By David Hodari
Crude prices jumped Thursday on hopes for a truce in the price war between Saudi Arabia and Russia and the possibility of action from the White House to mitigate the effects of last month's vertiginous drops.
Brent crude oil, the global benchmark, rose 7.6% to $26.62 a barrel in one of its sharpest rallies of recent years. West Texas Intermediate futures, the bellwether of U.S. prices, rose 8.9% to $22.11 a barrel. Both benchmarks have shed around 60% of their value so far in 2020.

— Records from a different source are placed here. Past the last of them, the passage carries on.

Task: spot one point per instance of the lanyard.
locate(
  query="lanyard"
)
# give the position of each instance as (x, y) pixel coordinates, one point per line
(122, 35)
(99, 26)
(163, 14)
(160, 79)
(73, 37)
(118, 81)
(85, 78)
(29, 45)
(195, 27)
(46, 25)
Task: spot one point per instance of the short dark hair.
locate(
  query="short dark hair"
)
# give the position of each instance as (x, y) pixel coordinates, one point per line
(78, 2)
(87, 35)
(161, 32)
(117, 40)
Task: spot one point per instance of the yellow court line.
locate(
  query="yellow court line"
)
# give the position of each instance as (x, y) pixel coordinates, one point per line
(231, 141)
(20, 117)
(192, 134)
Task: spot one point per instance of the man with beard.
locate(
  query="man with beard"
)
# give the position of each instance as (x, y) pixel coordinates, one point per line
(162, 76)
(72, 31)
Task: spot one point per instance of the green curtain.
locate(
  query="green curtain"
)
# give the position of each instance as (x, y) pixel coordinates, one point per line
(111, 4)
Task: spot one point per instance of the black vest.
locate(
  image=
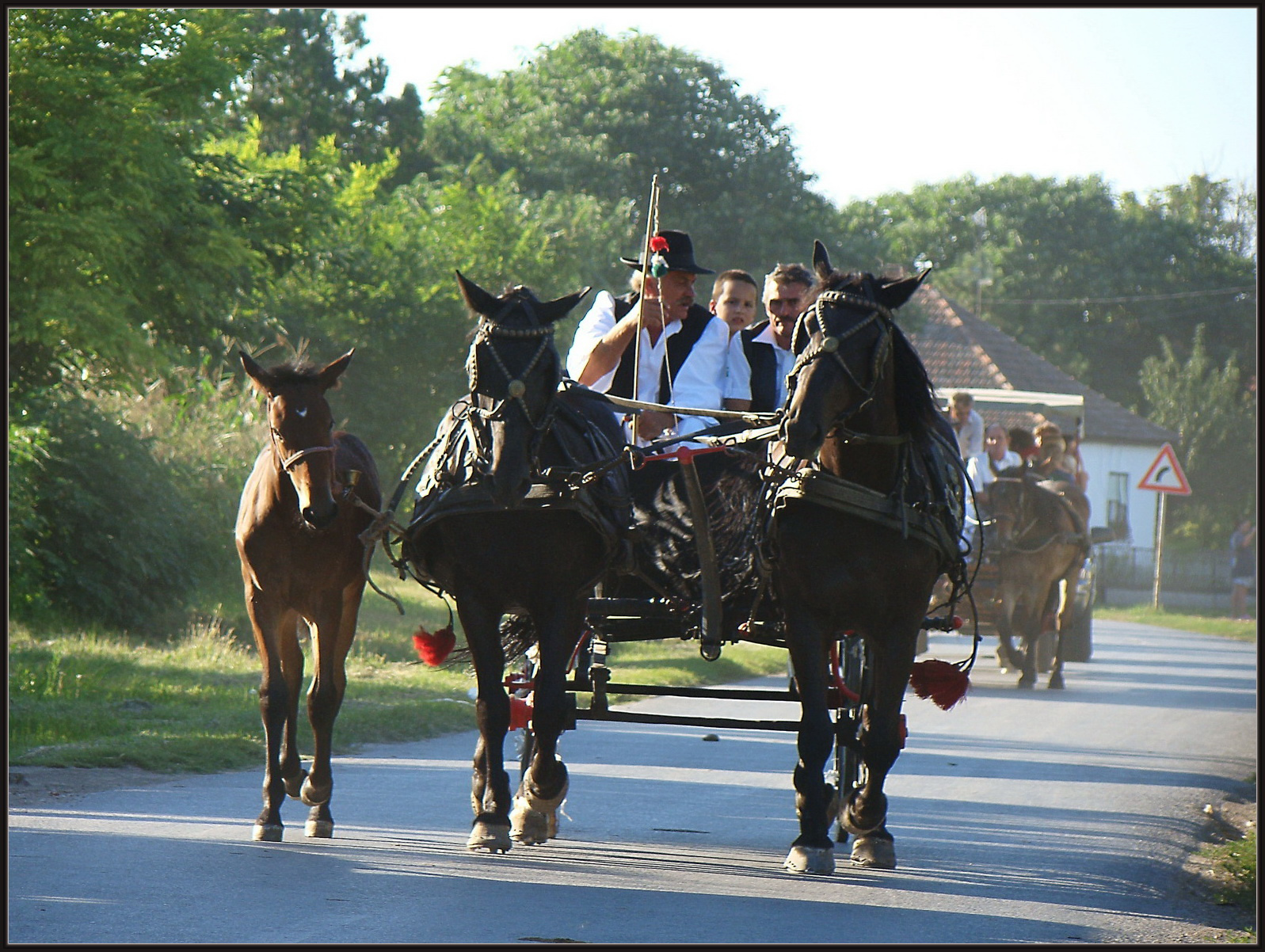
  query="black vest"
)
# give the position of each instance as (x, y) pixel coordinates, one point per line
(763, 360)
(678, 348)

President Trump is set to meet Friday with the heads of some of the largest U.S. oil companies to discuss measures to help the industry as it fights for survival. The chief executives of Exxon Mobil Corp. and Chevron Corp. are expected to attend. Mr. Trump also said he was confident Saudi Arabia and Russia would resolve their dispute over oil output and prices in the coming days.
Russian President Vladimir Putin said Wednesday that oil producers should cooperate to mitigate the market decline, adding that Moscow is discussing the condition of the oil market with Washington and the Organization of the Petroleum Exporting Countries.

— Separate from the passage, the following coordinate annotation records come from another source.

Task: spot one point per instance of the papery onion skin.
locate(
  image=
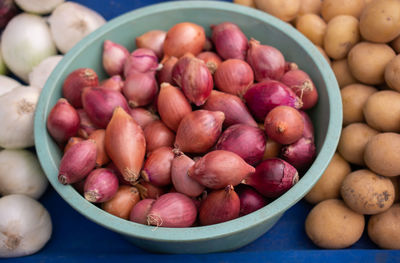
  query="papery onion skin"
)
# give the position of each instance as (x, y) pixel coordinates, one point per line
(63, 121)
(99, 104)
(183, 38)
(77, 162)
(220, 168)
(232, 106)
(172, 106)
(125, 144)
(75, 82)
(262, 97)
(229, 41)
(172, 210)
(199, 131)
(246, 141)
(157, 135)
(267, 61)
(220, 206)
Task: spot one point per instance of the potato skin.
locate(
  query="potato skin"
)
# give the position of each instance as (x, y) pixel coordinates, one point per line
(331, 224)
(328, 186)
(382, 111)
(353, 140)
(354, 97)
(341, 35)
(366, 192)
(384, 228)
(380, 21)
(382, 154)
(367, 62)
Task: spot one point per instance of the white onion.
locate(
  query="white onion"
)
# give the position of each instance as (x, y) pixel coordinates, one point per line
(25, 226)
(40, 73)
(26, 41)
(38, 6)
(7, 84)
(70, 22)
(17, 109)
(21, 173)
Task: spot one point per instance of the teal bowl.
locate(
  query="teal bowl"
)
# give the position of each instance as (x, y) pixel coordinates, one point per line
(326, 116)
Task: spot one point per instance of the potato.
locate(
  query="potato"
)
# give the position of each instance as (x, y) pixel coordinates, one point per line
(331, 224)
(332, 8)
(328, 186)
(341, 35)
(382, 154)
(354, 97)
(380, 21)
(285, 10)
(367, 61)
(313, 27)
(353, 140)
(366, 192)
(382, 111)
(342, 72)
(384, 228)
(392, 73)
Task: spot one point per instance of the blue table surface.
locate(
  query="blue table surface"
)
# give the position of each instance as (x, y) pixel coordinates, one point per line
(76, 239)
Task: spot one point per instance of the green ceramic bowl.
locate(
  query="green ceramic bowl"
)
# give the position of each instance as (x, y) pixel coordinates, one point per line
(327, 118)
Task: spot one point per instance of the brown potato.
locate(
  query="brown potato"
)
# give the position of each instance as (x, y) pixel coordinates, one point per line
(328, 186)
(342, 72)
(332, 8)
(331, 224)
(380, 21)
(366, 192)
(341, 35)
(313, 27)
(382, 154)
(382, 111)
(353, 140)
(367, 61)
(384, 228)
(285, 10)
(354, 97)
(392, 73)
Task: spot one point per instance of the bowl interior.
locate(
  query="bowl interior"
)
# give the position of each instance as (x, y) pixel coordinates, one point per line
(327, 115)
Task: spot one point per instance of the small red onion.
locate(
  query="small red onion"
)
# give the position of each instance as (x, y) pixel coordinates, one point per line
(99, 104)
(141, 60)
(141, 210)
(267, 62)
(63, 121)
(234, 76)
(197, 82)
(301, 83)
(75, 82)
(153, 40)
(140, 89)
(250, 199)
(100, 185)
(262, 97)
(219, 168)
(180, 179)
(77, 162)
(172, 210)
(229, 41)
(157, 167)
(220, 206)
(246, 141)
(232, 106)
(273, 177)
(114, 57)
(284, 124)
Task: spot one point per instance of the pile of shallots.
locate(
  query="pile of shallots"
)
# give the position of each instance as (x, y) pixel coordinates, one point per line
(155, 143)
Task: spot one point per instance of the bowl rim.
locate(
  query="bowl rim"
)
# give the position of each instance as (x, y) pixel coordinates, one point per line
(274, 209)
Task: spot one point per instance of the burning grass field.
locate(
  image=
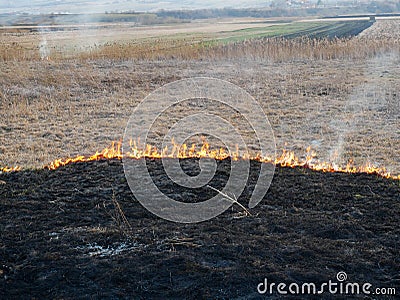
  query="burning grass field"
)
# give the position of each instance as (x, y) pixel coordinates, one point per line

The main driver of oil's rally was "the announcement by Trump telling the world 'we've been talking with the Russians and the Saudis and he's quite proud of these oil diplomacy efforts," said Bjørnar Tonhaugen, head of oil markets at consulting firm Rystad Energy. "He's trying to save the U.S. industry from collapse."
The spat began in early March, after Saudi-led OPEC and a group of other oil-producing countries dominated by Russia failed to deepen production cuts by 1.5 million barrels.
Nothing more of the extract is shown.